In fact, Deff Koptas, with their optional TL Rokkit Launchas (Better than BS3, but not quite as good as BS4), high speed and relative hardiness (It might be worth having Grotsnik in the list, just to give them a 5+ invul save), make them damned fine tank hunters. Even moreso with a strap-on buzz-saw on one of them. They have the speed and mobility to get in close and really tear at armor with that saw, all the while their higher toughness, halfway decent armor save and actually useful firepower mean they're not such a useless sitting duck when out of assault range.

And there's always Stormboyz and Kommandoz if you want to get a klaw in close (Zagastruk's 5 S9 PK attacks on a charge at I4 are handy here, though the extra initiative is wasted against anything but walkers...also kind of expensive)


----------



## Skreining (Jul 25, 2008)

Get something with a Deff Rolla, get behind a tank and ram it. Not much stuff will survive D6 St10 hits to the rear armour.


----------



## Galahad (Dec 21, 2006)

With a deff rolla, it really doesn't matter what side you hit, chances are you'll flatten anything you roll over.


----------



## Skreining (Jul 25, 2008)

Galahad said:


> With a deff rolla, it really doesn't matter what side you hit, chances are you'll flatten anything you roll over.

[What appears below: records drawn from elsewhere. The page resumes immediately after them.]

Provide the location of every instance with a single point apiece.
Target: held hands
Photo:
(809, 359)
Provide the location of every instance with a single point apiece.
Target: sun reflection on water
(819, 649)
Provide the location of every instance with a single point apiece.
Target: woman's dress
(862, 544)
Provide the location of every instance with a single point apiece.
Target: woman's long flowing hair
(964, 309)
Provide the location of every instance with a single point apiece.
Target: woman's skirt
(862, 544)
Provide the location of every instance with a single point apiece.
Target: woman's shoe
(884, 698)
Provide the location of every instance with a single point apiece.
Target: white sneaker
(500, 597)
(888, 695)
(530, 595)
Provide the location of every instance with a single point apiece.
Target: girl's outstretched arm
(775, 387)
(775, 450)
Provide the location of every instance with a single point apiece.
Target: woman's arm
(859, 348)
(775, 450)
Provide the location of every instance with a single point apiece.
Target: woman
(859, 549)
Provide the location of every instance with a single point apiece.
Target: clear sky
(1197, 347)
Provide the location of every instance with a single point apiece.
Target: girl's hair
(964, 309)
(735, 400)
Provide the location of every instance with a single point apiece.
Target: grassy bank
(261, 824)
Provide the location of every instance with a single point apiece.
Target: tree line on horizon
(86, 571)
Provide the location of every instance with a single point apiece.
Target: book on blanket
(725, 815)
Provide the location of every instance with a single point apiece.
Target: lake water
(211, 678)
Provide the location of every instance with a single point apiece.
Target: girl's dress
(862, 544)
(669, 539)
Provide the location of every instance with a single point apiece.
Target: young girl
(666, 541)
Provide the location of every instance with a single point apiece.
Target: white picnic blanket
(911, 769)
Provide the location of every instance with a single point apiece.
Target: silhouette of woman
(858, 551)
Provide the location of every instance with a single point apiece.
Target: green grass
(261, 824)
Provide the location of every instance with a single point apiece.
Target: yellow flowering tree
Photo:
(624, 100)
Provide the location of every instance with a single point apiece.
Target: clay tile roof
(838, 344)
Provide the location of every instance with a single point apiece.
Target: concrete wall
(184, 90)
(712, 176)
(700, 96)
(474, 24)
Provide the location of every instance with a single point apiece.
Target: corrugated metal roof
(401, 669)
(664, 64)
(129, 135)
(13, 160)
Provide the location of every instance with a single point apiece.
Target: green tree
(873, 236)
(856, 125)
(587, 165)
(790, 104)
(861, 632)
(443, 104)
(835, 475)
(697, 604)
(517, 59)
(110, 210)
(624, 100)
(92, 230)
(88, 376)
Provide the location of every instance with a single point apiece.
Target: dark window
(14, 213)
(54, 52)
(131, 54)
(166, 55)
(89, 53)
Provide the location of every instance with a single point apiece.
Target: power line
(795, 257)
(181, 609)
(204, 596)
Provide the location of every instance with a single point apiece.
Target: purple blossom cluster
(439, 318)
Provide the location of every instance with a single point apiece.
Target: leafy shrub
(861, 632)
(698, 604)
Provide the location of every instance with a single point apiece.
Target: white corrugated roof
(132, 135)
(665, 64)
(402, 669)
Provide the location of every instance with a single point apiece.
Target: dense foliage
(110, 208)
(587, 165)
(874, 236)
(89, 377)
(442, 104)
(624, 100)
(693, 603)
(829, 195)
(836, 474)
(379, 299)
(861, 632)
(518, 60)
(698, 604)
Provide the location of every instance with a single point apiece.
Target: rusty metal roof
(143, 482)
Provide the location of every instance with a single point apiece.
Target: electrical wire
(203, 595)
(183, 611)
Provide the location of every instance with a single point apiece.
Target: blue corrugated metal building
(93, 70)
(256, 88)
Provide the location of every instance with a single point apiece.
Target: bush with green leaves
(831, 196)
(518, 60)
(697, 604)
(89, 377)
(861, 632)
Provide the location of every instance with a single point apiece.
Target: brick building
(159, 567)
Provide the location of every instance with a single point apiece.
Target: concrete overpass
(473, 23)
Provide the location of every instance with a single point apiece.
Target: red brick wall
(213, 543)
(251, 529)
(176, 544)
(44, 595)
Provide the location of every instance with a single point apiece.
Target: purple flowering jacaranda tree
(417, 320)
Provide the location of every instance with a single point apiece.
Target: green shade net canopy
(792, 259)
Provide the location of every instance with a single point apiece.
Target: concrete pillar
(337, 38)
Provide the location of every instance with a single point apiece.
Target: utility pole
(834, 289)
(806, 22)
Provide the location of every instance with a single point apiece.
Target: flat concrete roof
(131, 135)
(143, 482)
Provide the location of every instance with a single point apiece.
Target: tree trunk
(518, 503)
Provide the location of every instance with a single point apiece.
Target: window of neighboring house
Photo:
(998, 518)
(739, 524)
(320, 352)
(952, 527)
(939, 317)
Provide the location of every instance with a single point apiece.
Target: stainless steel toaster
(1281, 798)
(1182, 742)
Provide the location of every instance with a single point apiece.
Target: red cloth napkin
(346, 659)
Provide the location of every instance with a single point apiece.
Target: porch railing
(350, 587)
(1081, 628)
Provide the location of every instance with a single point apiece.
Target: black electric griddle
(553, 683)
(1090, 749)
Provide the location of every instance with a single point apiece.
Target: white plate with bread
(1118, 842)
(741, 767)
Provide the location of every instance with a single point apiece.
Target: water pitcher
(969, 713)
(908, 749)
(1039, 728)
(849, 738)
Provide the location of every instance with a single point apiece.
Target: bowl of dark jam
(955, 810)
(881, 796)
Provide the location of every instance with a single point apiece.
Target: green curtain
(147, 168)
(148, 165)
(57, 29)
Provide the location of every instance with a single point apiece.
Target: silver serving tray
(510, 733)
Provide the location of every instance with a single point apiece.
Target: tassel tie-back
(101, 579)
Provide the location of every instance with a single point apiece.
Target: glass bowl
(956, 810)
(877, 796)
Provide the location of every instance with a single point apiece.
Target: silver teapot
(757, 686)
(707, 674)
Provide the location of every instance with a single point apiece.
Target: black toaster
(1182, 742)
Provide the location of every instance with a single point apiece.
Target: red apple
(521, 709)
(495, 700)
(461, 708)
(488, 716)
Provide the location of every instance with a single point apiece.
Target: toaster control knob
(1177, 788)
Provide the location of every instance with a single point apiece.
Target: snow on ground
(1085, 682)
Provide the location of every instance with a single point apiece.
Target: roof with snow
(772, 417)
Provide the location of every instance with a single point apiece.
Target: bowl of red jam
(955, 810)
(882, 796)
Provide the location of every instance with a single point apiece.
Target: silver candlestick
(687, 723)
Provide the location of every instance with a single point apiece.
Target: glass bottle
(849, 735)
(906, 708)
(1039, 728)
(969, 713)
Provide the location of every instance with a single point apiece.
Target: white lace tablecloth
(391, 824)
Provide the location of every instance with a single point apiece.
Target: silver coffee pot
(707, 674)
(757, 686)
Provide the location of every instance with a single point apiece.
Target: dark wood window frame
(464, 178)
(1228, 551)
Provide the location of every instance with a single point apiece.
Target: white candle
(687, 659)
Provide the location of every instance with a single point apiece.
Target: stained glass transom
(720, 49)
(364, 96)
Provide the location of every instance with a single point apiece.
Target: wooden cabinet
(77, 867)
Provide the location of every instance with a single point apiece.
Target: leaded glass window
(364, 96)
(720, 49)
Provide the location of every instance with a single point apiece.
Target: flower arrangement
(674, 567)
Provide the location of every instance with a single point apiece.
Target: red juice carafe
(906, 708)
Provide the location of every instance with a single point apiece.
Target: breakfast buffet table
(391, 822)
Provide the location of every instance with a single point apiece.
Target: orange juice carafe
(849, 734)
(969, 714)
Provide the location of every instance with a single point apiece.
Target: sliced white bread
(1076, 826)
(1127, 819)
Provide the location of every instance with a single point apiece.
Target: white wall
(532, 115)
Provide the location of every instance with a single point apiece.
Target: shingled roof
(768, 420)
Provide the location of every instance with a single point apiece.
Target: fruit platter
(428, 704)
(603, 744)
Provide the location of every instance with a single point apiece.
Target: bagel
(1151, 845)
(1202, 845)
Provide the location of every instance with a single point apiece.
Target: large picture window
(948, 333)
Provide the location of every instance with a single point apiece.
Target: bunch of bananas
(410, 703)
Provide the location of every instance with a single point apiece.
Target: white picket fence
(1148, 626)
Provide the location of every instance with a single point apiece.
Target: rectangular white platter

Yes but most stuff is rear AV10 so rear armour will be most effective.


----------



## Galahad (Dec 21, 2006)

This is true, but if given a choice between not being able to ram (because you spent too much movement trying to get behind it), or opening your own weak sides up to enemy fire by going around, or just ramming the closest facing, the wisest tactic is to just ram the closest facing.


----------



## Son of mortarion (Apr 24, 2008)

I have used haterdkopters(deffkoptas) most effectively in concert with kommandos. the kommandos distract my opponent from shooting at the koptas. They really do die quickly when they are allowed to be shot at.


----------